Vu l’ordonnance rendue le 15 février 2025 à 13H29 par le magistrat du siège du tribunal judiciaire de Toulouse statuant sur la régularité du placement en rétention et ordonnant la prolongation du maintien au centre de rétention de :
X se disant [P] [M]
né le 20 Août 2000 à MAROC
de nationalité Marocaine
Vu l’appel formé le 17 février 2025 à 13 h 24 par courriel, par Me Constance Lucia MAINIER-SCHALL, avocat au barreau de TOULOUSE,
A l’audience publique du 18 février 2025 à 09h45, assistée de M. QUASHIE, greffier avons entendu :
Me Constance Lucia MAINIER-SCHALL, avocat au barreau de TOULOUSE, représentant X se disant [P] [M], régulièrement convoqué, n’ayant pas souhaité comparaitre;
En l’absence du représentant du Ministère public, régulièrement avisé;
En l’absence du représentant de la PREFECTURE DE LA HAUTE-GARONNE régulièrement avisée ;
avons rendu l’ordonnance suivante :
Exposé des faits
Vu les dispositions de l’article 455 du code de procédure civile et les dispositions du CESEDA,
Vu l’ordonnance du magistrat du siège du tribunal judiciaire de Toulouse en date du 15 février 2025 à 13h29 qui a joint les procédures, constaté la régularité de la procédure et ordonné la prolongation pour une durée de 26 jours de la rétention de M. X se disant [M] [P] sur requête de la préfecture de la Haute-Garonne du 14 février 2025 et de celle de l’étranger du même jour ;
Vu l’appel interjeté par le conseil de M. X se disant [M] [P] par courrier de son conseil reçu au greffe de la cour le 17 février 2025 à 13h24, soutenu oralement à l’audience, auquel il convient de se référer en application de l’article 455 du code de procédure civile et aux termes duquel il sollicite l’infirmation de l’ordonnance et sa remise immédiate en liberté pour les motifs suivants :
— irrecevabilité de la requête pour défaut de pièces utiles (moyen soulevé oralement à l’audience)

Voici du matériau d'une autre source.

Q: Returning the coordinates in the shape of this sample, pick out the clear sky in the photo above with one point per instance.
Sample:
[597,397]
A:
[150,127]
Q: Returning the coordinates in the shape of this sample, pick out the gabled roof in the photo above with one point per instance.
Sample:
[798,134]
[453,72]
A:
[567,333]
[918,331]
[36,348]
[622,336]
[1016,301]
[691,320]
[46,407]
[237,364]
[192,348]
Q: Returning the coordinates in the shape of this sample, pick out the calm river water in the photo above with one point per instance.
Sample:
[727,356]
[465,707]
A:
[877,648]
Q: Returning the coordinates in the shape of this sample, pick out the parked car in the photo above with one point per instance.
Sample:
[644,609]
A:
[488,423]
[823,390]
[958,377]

— défaut de respect de présenter des observations préalables
— défaut d’instruction actualisée et effective du dossier
— défaut de motivation et de recueil des observations préalables
Entendu les explications fournies par le conseil de l’appelant à l’audience du 18 février 2025, l’appelant ayant refusé de comparaître ;
Vu l’absence du préfet de la Haute-Garonne, non représenté à l’audience ;
Vu l’absence du ministère public, avisé de la date d’audience, qui n’a pas formulé d’observation.
SUR CE :
Sur la recevabilité de l’appel
En l’espèce, l’appel est recevable pour avoir été fait dans les termes et délais légaux.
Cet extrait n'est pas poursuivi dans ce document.